Hi Billy,
I read through the description. I think systems like this *mostly* fail due to game theory.
With punishment-by-burn you have various issues that make it to my mind pretty unstable, too unstable to use for any serious system. To be fair, this isn't cut-and-dried. So let me unpack:
(I briefly touched on why I dismissed penalties via burn in my gist, section: "Not feeling the burn".)
There is a distinction between penalty via burn to unspendable output and penalty via burn to miner fees. The latter has an obvious problem: if your counterparties collude with (or are) miners, they may not actually be penalized at all (now to be clear, that is a problematic attack ex nihilo: nobody usually can be sure who's mining the next block, but markets have a way of solving and coordinating such things: see e.g. the various MEV discussions and initiatives in Ethereum for an example of that).
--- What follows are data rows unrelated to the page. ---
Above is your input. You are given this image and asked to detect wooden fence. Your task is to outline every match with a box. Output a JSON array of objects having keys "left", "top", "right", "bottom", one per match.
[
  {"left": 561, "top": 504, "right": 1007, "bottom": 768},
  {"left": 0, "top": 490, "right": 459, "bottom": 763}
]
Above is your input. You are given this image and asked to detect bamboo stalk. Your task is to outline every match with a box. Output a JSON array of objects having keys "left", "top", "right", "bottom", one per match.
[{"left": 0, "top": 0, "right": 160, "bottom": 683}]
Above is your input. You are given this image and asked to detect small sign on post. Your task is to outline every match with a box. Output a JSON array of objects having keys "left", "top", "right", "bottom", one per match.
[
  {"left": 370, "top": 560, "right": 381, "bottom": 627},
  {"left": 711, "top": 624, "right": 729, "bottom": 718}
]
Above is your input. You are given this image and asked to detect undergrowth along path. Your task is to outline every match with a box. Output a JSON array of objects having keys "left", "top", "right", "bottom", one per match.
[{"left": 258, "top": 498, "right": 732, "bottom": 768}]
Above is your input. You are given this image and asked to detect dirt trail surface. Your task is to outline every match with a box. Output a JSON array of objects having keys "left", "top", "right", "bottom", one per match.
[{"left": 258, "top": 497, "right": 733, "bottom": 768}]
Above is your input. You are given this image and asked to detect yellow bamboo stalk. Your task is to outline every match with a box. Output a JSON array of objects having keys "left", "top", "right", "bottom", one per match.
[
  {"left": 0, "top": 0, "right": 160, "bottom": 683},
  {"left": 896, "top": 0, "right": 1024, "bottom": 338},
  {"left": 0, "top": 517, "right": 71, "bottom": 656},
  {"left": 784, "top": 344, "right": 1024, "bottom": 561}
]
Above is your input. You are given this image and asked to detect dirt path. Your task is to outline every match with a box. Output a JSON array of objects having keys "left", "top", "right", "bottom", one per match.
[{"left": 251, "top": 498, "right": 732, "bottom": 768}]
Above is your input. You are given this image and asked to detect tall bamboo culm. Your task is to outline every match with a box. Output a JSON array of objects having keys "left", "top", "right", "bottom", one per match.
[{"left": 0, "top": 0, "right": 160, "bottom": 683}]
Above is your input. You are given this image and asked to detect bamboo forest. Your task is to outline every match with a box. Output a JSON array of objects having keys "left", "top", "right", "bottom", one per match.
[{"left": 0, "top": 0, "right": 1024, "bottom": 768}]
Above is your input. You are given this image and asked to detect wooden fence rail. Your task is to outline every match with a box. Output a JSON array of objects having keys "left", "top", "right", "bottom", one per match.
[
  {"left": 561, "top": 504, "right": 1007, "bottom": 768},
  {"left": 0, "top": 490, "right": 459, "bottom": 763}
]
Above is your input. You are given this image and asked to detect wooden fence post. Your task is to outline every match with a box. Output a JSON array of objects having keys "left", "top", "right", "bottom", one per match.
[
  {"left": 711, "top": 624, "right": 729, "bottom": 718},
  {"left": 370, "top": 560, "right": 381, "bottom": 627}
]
But the former (provable burn) is still imo extremely unstable: if the penalty tx destroys all the money, what is the incentive for the honest party to punish? In such a scenario even a one cent donation from the attacker to the victim might prevent the penalty from happening.
You can combine 'destruction of most, or some, of the funds' with a smaller payout to the aggrieved party, but then again you have to factor in the possibility of bribes. The Sabu post you linked describes it as: "There are precise and delicate formulas for calculating the amount of
loss of the issuer and the creditor, which ensures that just and true
act in both parties are cost-effective in all situations." I agree it's delicate, but after having spent time looking into these things, my strong intuition is that it will never be properly stable.
In the PathCoin description I am specifically looking for a trustless system, with this finesse: we still count it as trustless even though we are using penalties as disincentive, because the penalty *consists of a payment directly from the attacker to the attacked, and that payment is larger than the amount stolen*. I claim that that *is* stable.
Notice that Lightning has the same model (in LN-Penalty), as long as 'claiming the whole channel capacity' is enough to be larger than what is stolen (see: channel reserves etc.).